All this has resulted in a trend towards a more “check-in” based approach – i.e. “little and often” conversations. The traditional “big conversation” at the end of the year is highly likely to be emotionally charged and is unlikely to impart a sense of fairness when evaluating performance, which in some cases could have occurred 10-12 months ago.

In the search for a new model, I’ve seen some organisations adopt OKRs in the hope they will be a 100% solution for check-in performance management.

Unfortunately, while they have a valuable contribution to make, they are not, and trying to make them so dilutes their impact to the point where people are left asking “how have they made things better for us?”

First, as the scope can shift from quarter to quarter, it’s unlikely that everyone in the business will contribute to an OKR all of the time.  Think of your OKRs as your scalpel to focus on growth, change and innovation; not all roles have the opportunity to contribute to those all of the time.  Trying to force everyone to own an OKR means you can lose that laser-like focus on what the priorities are.  Those who find themselves not contributing should have a clear contribution to make towards a key performance measure through which is there to make sure the business remains healthy.
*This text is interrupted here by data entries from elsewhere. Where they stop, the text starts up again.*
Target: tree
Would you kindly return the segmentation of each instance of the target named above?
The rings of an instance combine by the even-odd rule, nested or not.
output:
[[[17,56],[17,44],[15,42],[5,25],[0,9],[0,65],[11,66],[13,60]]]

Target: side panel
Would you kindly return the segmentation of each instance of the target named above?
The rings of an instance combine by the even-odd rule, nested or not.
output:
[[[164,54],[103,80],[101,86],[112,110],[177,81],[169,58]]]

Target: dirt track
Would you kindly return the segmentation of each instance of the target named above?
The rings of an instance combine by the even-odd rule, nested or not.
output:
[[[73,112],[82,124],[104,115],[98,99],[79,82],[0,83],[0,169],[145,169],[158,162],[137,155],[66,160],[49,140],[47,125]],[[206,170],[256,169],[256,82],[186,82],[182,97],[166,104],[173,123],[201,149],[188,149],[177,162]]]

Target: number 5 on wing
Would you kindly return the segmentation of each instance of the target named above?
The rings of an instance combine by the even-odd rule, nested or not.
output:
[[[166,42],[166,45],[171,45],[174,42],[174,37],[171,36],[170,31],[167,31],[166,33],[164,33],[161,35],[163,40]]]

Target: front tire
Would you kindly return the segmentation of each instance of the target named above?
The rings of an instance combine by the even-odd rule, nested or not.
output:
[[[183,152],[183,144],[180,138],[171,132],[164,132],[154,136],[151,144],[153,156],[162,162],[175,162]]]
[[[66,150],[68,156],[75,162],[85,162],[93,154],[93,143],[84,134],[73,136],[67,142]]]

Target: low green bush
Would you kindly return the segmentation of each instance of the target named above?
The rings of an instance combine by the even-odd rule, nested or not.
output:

Second, as mentioned when discussing the importance of your organisational culture on OKRs, you have to be prepared to accept a degree of “smart failure” within them if they are going to be genuinely innovative and challenging.  Directly linking OKR achievement to pay & reward is the quickest way to ensure people play safe and resist any possibility of failure; they just simply won’t take risks.

So what’s the answer?

I recommend a holistic approach to performance motivation and evaluation.  If you have defined what high-performance means in your business then building a frequent check-in conversation to focus on this is incredibly valuable.  What I have seen work well is a conversation which looks at:

  • How the team member is demonstrating the organisational values (from both their own and their manager’s perspective)
  • How they have impacted OKRs/key performance measures they have contributed to

In addition, I recommend these powerful,  evaluative  questions are answered by the manager and then discussed with the team member:

  • Would I always want them on my team?
  • If it were my money, would I give them the highest possible reward?

These questions should promote an open discussion and also identify any skills & behaviour development which should go on to their own plan.

To make these conversations routine, feel fair and low on the emotional charge, I recommend having them monthly and aim for 30 mins.  Over a year, you’ll build up 12 snapshots which you can then bring together to help make an annual decision if needed on pay & reward.

In summary, I strongly recommend NOT adopting the policy that everyone in the business should have/contribute towards OKRs all of the time.  OKRs are there to aid agility and that means being able to flex where the focus needs to be.  If you force them on all, you will massively dilute their benefit.